The first desktop
Arc Alchemist graphics cards will arrive in time for summer, barring any last minute snags. Intel confirmed as much ahead of an investor meeting scheduled for this evening, saying desktop add-in cards based on Alchemist will ship in the second quarter, followed by professional models for workstations in the third quarter. Laptop variants will arrive any time now (first quarter).
While we still do not have a precise release date, this is the most detailed Intel has been with regards to when its first discrete GPUs of the modern era will permeate the market. Intel's fiscal quarters pretty much coincide with calendar quarters, so a Q2 launch could fall anywhere from the beginning of April to the end of June. Summer officially begins on June 21.

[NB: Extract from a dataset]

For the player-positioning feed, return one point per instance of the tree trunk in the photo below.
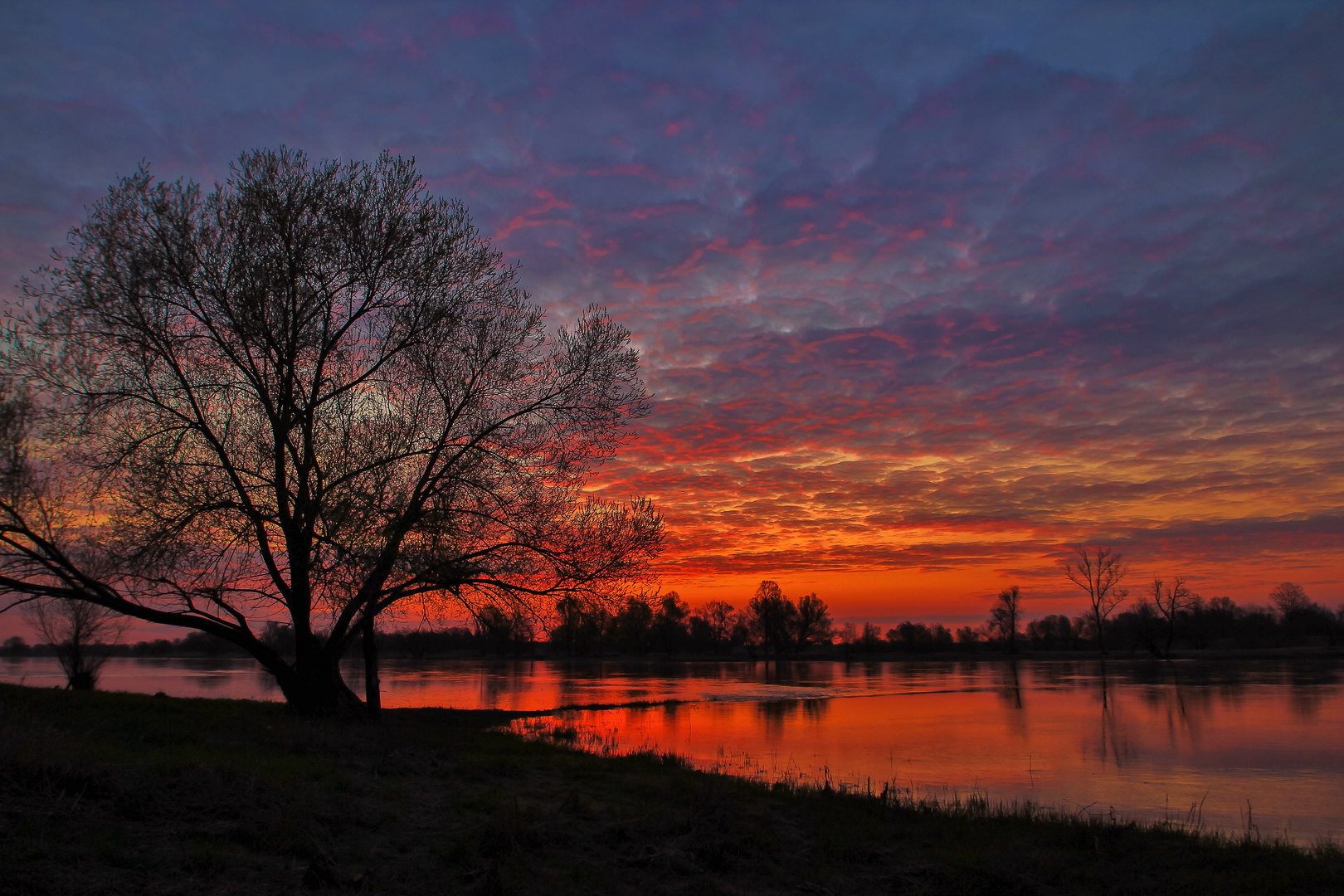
(314, 685)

Intel is entering the discrete GPU market at a time when graphic cards are immensely hot commodities. Even budget cards command prices well above MSRP by marketplace sellers and at outlets like eBay and Craigslist. Retail vendors, meanwhile, have been cashing in as well with forced bundles and membership subscriptions. For example, Best Buy recently held a Founders Edition restock event, but it was
exclusive to Totaltech members that paid for a $200 annual subscription (and that was just for a
chance to buy a card).
The market desperately needs a third player, now more so than any previous time we can recall. A confluence of factors have made it frustrating to try and build or upgrade a gaming PC. Cryptocurrency mining, a global shortage of silicon, new generation console launches, and opportunistic scalpers have all played a role in demand severely outstripping supply.

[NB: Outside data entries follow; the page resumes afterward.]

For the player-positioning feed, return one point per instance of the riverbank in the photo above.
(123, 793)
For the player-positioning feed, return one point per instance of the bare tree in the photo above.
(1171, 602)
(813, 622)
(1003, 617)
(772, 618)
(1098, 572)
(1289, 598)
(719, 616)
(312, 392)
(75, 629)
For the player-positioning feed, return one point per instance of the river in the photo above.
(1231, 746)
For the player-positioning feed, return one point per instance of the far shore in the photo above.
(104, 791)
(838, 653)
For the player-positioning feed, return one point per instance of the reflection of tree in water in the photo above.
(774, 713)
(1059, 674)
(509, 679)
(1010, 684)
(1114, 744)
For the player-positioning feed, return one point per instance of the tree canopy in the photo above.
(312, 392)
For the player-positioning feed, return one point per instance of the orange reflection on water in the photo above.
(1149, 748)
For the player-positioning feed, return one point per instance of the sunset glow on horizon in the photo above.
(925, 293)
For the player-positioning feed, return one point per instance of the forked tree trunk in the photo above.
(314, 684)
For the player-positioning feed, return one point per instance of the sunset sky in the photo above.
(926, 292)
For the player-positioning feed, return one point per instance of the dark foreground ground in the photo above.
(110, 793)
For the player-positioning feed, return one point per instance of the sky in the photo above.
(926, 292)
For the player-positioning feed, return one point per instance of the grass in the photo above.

We're curious to see what impact Intel's entry into the discrete GPU space has on the landscape as a whole. We won't know for several more months, though today said it expects to ship more than 4 million discrete GPUs by the end of the year.
That includes both laptop and desktop, but even still, meeting that goal in a nine-month span would both be impressive and cut into the shortage. However, it's not entirely clear if all of those will be discrete GPUs for gaming, or also include Intel's upcoming
mining accelerators, which fall under the purview of its newly minted Accelerated Computing Systems and Graphics Group (AXG).
Either way, Intel expects to rake in more than
$1 billion in AXG revenue in 2022, and $10 billion by 2026 (figures that include sales from its data center and supercomputer GPUs like Ponte Vecchio, too). That suggests it is confident it can compete with AMD and NVIDIA. Intel also said architectural work has already begun on
Celestial, the second successor to Alchemist (after Battlemage) that is aimed at the "ultra-enthusiast segment," and plans to a launch a cloud GPU service of some sort called Project Endgame.
"Project Endgame will enable users to access Intel Arc GPUs through a service for an always-accessible, low-latency computing experience. Project Endgame will be available later this year," Intel said.
We can hardly wait for all this to finally come to fruition.